ESPE Abstracts (2016) 86 P-P1-927

Pediatric Endocrinology, Department of Pediatrics/CIPED Faculty of Medical Sciences, Campinas State University (Unicamp), Campinas, São Paulo, Brazil


Objective: To determine the prevalence of congenital hypothyroidism (CH) in children with dry bloodspot TSH (b-TSH) between 5 and 10 mIU/l in neonatal screening and evaluate their thyroid function evolution.

Methods: Retrospective study of thyroid function in children born from 2003 to 2010 with b-TSH between 5 and 10 mIU/l who were put on treatment in the first two years of life due to serum TSH≥10 mIU/l. The prevalence of CH was determined, as well as the permanent congenital hypothyroidism (PCH) frequency among those born at term and healthy, who had been followed for at least 6 months after treatment withdraw. PCH was considered when the treatment was reintroduced due to steadily TSH≥10 mIU/l. Thyroid scintigraphy with technetium-99m (99mTc) was done for etiologic investigation.

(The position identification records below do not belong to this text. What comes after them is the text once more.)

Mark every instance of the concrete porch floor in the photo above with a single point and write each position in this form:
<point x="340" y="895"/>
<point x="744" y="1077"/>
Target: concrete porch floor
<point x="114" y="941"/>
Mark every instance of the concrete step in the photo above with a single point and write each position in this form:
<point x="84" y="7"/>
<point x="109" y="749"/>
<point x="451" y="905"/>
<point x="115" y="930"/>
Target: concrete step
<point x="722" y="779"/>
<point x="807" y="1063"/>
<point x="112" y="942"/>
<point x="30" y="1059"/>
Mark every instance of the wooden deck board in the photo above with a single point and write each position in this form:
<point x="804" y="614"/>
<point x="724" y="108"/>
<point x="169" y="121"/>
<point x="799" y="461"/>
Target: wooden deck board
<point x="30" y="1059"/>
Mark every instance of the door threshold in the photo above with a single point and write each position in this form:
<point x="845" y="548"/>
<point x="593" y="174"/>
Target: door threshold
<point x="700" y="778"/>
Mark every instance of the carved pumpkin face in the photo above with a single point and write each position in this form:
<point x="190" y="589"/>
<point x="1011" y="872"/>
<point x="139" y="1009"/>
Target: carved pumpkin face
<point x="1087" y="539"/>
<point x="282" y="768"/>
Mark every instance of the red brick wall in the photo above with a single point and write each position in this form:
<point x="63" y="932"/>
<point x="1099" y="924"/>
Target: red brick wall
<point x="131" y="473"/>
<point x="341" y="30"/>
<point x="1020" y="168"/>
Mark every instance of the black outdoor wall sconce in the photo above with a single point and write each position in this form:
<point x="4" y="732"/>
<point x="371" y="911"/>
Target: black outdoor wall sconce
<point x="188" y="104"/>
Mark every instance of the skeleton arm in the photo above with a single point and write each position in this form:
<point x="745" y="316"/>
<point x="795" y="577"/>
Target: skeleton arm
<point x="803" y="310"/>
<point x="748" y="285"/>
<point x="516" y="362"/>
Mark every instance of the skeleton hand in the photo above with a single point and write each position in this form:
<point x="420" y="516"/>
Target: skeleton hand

Results: From 380,741 neonates screened, 3,713 (1.0%) had b-TSH between 5 and 10 mIU/l, of which 339 (9.1%) had CH. Children born preterm (32), with neonatal anoxia (2) or genetic syndromes (13) or hyperthyroid mother (1), as well as 35 individuals who were not followed for 6 six months after thyroxin withdraw were excluded in the late thyroid function evaluation. From the remaining group of 256 children (152 males), 70 (27.3%) had PCH among which 4 thyroid dysgenesis (2 hemiagenesis, 1 lobe hypoplasia and 1 thyroid hypoplasia) and 8 goitres. Serum FT4 levels in the initial neonatal evaluation were lower in the PCH group (P=0.002). Other relevant findings were that 22.6% of children took more than 4 months to develop CH and 25.7% of those with PCH had the diagnosis of the permanent deficiency only after 4 months of treatment withdraw.

Conclusion: The b-TSH screening-test cutoff of 5 mIU/l, along with clinical and laboratory follow-up allowed the early detection of 339 CH and 70 permanent hypothyroid children that would have been missed if the current b-TSH cutoff of 10 mIU/l was used.